Launched on June 14, 1893, Vigilant beat Colonia, Jubilee, and Pilgrim to win the 1893 American selection trials for the America's Cup defense.

In the 1893 America's Cup Vigilant faced Lord Dunraven's British keel cutter Valkyrie II in a best three out of five races format sailed on alternating courses. The races were sailed October 7, 9, and 13, 1893 off Sandy Hook, NJ just south of New York. The first and third races were 15 miles to windward off Scotland Lightship and return to leeward, the second race was a 30-mile equilateral triangle. Lord Dunraven's daughter became the first female to sail in an international yacht race in the United States.

In the first race on October 7, in light air, Valkyrie II won the 11:25 am start by 15 seconds and one boat length. At the first mark, Vigilant held a nine-minute lead. Vigilant crossed the finish line 7 minutes ahead of Valkyrie II—8 minutes 48 seconds in corrected time.

In the second race on October 9, Vigilant won the 11:25 am start by 5 seconds, but Valkyrie II worked out to an early lead of 5 boat lengths in a building 24 mph breeze. By the first mark, Vigilant held a five-minute lead and worked out to a 9-minute lead at the second mark. At the finish Vigilant beat Valkyrie II by 12 minutes 30 seconds—10 minutes 35 seconds in corrected time.

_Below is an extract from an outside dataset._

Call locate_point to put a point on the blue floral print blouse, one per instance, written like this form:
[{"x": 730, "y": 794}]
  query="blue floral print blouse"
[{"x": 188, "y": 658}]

In the third race on October 13, 1893, Lord Dunraven, was facing elimination but was certain the Valkyrie II could equal or better Vigilant in the strong breeze. Valkyrie II led the windward leg, but lost a spinnaker at the two-thirds point of the downwind run. At the finish, Vigilant beat Valkyrie II by 40 seconds in corrected time to successfully defend the cup. The World reported it as the fastest race ever sailed, over a course of 15 miles to windward and return under reefed sail and a gale.

In 1894 Vigilant was bought by Howard Gould and became the first America's Cup defender to sail in Europe for the British yachting season. In the Mount's Bay Regatta of July 28, 1894 the Vigilant was piloted by Benjamin Nicholls of Penzance and the Prince of Wales's (later Edward VII) yacht Britannia was piloted by Ben's brother Philip Nicholls. The Britannia won by just over 7 minutes. People came by train from all over the south west to watch this race. Both brothers were Trinity House pilots of Penzance. In sixteen races against Britannia, Vigilant was beaten twelve times. Vigilant raced in the defender trials for the 1895 America's Cup won by Defender. From 1896 to 1910 Vigilant had six different owners. Massachusetts socialite Frederick Lothrop Ames Jr. purchased the Vigilant in 1902. Her final owner was William Iselin who sailed her from 1906 until 1910.

Vigilant was broken up at a New London junkyard in 1910.